私は16歳で就職し社会人となった。養護学校を卒業した後、清水市駒越(現・清水区)に在った療養型職業訓練施設で一年半ほど過ごした。三保の松原や久能山東照宮が徒歩で行けるほど近い距離にあり、駿河湾と富士山を毎日眺めながらの日々で良い環境下であった。実習で最も興味を持ったのは豚の飼育。子豚の頃から育てるのだが豚が綺麗好きで非常に繊細な動物だと言う事も知った。一匹の豚が食中毒で死んでしまった時は心が折れるほど悲しかった。施設を出る時期(就職)が迫って来ると、親を呼んで三者面談が行われる。私の父はヤクザで前科者だったため、伯父が父親代わりとなって色々と相談に乗ってくれた。
そして静岡市沓谷に在る『中央工芸静岡支社(本社・名古屋)』に就職した。16歳の少年が右も左も分からず世間の荒波の中へと飛び込み、人生の帆を張って歩み出したのである。会社の規模はさほど大きくはなかったが、私以外の社員はみな30歳を越えており、私のように10代の少年・少女はまさに『金の卵』と呼ばれていた時代で、『若さ』それだけで十分通用していた。
優しい先輩たちに囲まれ最初の職場としては理想的だったと思う。

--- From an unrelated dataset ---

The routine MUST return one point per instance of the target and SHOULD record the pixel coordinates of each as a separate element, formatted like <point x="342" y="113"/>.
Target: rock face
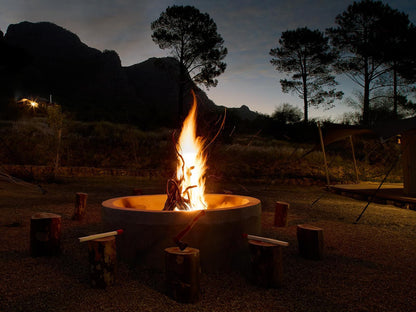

先輩の中でひとり、顔を合わせる度に「とにかく三年頑張れ」「貯金をしろ」が口癖のような人がいた。それらは私の将来を思っての助言であるのは分かっていたが、16、17歳はまだまだ子どもの部類。ただ、本人は早く大人になりたくて背伸びするから時々それが暴走し、羽目を外す結果となる。
最初の給料で、真っ先に購入したのはポータブルプレコードレーヤーだった。レコード盤は大量に持っていたがそれを聴くためのプレーヤーが早く欲しかった。中学時代からロックばかり聴いて育ち、ラジオで『オールジャパンポップス20』を聴くのが愉しみだった。そして2回目の給料でモーリスのフォークギターを購入。ロック少年はいつしかギターを弾くようになり、仕事が終わるとギターをかき鳴らしボブ・ディランの『風に吹かれて』を歌いまくっていた。「3年経ったら俺は駿府会館のステージに立っている」と本気で夢を描いていた。然し、それらの夢の前にたちはだかったのが『心臓病』だった。就職して3年が経った頃、静岡市立病院で最初の心臓手術を受けた。
手術すれば完治するんだと信じていた・・・。だが、その想いは儚くも切り捨てられた。そして始まった青春の暴走は周囲の人々を巻き込みながら、思わぬ方向へと転落の一途を辿る事となる。ところで、私の愛猫タラ(キジトラ)の事だが、もう14歳の高齢だが今も元気である。現在は埼玉の元妻の所にいるが夜になると野生の本能をむき出しにして、部屋中を走り回って居ると言う。タラに癒されて酷かった不整脈が収まった時の事は今でも忘れない。